A fairy tree in Ardagh was featured on a 1983 episode of The Live Mike presented by Mike Murphy. The owner of the land on which the tree grew stated that, if the tree were to fall over, he would have "less than one week to live".

=== Featherston family ===
The first Featherston recorded in Ardagh was Thomas Featherston, who acquired 235 acres of land in the area in 1703. He died in 1749. While no exact date is known for the construction of Ardagh House, it is believed to have been visited by Oliver Goldsmith in 1745. According to local legend, Goldsmith's visit to Ardagh House inspired his comedy She Stoops to Conquer or Mistakes of a Night. Reputedly, while looking for an inn, some locals directed Goldsmith to the Featherston mansion "in jest". According to this story, the Featherstons realised the joke and played along. The following morning, Goldsmith was made aware of his mistake and, years after the experience, he used the events to influence the plot of his comedy.

Sir Ralph Fetherston, 1st Baronet, was given the rank of baronet in 1776, and this descended to later heads of the family. Among the contributions of the Fetherston baronets to Ardagh were significant developments carried out within the village in the 1860s. Much of the village layout was designed and built by the architect J. Rawson Carroll, reputedly based on Lady Fetherston's idea of a Swiss village. A clock tower, village green, and arts-and-crafts style houses were designed with the view from the house in mind. The view from the front door of Ardagh House encompasses much of the village, from the Church of Ireland church on the left, to the old rectory on the right.

===Later development===
Ardagh's Heritage Centre tracks the history of the village, including its literary associations, which include featuring pseudonymously in Oliver Goldsmith's She Stoops to Conquer, and in a poem by Eavan Boland.

The village was awarded the Prix d'Honneur of the Entente Florale and won the Irish Tidy Towns Competition on three occasions in 1989, 1996 and 1998.

== Development and architecture ==
According to Longford County Council's 2006 Local Area Plan, Ardagh had seen a number of young families moving to the village, resulting in the "demographic augmentation of the village" as well as the building of new houses in the area. The centre of Ardagh village is still the village green, with three roads stemming from the centre; towards Longford (north), Carrickboy (west), and east in the direction of Edgeworthstown. There are a number of different styles of houses in Ardagh dating back to the 1860s. However, the building materials have stayed relatively the same throughout the years, with one modern difference being the black cast iron gutters in some cases being replaced with more modern equivalents such as aluminium or uPVC. The fasciae are one of the most distinctive features of 1860 houses in Ardagh.

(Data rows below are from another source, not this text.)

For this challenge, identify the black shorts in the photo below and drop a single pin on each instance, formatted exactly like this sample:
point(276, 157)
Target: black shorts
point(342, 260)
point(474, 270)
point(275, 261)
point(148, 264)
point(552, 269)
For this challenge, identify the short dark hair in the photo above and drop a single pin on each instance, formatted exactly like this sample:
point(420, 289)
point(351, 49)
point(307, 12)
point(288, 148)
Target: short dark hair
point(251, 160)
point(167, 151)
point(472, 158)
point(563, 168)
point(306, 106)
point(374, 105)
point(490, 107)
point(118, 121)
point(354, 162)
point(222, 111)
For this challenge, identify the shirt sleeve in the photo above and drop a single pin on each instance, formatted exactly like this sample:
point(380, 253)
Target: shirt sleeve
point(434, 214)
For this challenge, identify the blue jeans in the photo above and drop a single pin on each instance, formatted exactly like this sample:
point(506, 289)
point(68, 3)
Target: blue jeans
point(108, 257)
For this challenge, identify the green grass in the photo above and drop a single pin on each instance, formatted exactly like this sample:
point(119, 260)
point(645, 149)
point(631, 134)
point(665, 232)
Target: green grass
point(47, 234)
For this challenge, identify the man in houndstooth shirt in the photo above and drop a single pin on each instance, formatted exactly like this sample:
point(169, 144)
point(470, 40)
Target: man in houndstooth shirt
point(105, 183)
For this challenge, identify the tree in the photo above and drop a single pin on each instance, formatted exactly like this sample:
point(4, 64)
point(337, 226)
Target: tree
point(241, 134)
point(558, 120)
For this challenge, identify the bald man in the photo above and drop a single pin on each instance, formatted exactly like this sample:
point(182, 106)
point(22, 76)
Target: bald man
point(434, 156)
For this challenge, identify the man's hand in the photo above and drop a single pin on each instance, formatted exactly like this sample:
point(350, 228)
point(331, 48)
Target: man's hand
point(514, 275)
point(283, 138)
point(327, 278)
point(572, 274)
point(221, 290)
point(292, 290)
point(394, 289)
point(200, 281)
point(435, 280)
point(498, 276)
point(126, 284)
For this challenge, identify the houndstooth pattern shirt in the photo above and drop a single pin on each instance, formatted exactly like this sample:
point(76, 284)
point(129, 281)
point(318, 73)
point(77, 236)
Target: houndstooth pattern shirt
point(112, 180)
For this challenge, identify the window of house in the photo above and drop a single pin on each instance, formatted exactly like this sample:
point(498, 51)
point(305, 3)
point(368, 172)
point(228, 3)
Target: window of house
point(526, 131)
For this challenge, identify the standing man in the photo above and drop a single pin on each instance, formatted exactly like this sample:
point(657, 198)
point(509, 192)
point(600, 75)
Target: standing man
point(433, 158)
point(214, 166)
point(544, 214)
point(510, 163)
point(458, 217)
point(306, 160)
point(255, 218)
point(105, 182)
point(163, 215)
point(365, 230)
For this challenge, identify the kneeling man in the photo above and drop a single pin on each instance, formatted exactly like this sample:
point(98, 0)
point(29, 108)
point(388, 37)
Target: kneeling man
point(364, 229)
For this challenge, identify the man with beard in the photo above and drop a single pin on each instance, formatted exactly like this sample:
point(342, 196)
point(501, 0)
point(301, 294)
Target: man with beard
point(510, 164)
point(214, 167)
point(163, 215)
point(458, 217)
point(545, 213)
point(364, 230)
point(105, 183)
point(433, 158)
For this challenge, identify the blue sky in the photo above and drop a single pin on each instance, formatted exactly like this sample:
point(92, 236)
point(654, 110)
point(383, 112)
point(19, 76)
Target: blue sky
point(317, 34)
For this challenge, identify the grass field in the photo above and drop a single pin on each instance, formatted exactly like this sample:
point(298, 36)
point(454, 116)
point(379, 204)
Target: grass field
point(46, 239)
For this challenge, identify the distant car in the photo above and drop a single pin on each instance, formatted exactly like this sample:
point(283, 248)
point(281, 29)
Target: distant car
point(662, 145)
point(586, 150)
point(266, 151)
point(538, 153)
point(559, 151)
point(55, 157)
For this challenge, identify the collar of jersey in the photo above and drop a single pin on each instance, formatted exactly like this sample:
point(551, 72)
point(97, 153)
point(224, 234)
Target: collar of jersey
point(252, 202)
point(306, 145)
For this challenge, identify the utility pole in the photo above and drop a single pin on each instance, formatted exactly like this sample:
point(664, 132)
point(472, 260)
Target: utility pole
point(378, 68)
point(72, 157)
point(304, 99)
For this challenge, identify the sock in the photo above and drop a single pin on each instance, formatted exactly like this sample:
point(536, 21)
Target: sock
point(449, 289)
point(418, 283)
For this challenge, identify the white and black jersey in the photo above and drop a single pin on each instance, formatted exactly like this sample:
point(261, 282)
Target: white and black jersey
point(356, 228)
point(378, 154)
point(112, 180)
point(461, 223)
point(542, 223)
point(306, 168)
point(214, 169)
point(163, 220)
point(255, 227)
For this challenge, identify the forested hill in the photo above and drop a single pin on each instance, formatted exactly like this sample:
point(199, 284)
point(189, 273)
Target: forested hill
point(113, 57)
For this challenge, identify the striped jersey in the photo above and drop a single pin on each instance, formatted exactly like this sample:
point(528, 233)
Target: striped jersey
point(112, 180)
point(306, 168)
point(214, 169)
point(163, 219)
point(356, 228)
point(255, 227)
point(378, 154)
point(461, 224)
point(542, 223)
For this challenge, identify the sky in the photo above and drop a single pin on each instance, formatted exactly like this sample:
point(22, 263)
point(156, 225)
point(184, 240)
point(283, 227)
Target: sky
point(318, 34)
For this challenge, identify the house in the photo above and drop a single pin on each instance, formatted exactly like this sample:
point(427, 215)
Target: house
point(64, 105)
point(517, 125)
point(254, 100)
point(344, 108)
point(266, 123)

The original fasciae are ornately carved timber however, this is another category of features that have been replaced with modern equivalents. The 1860s' houses were built from ashlar limestone or sandstone, with limestone corner stones and details around the windows, while the more modern houses are a combination of stone or brick covered in plaster. Some houses also have a shamrock fanlight above the door. While no original doors remain from 1860, the shape of the doorway suggests they could have been wooden double doors. Every house designed by Rawson Carroll also has a shed which (together with the boundary walls) is part of the "character of the village".

==Public transport==
Edgeworthstown railway station is around 9 kilometres from the village. Until August 2013, Bus Éireann route 118 (Dublin-Mullingar-Longford) served Ardagh on Saturdays.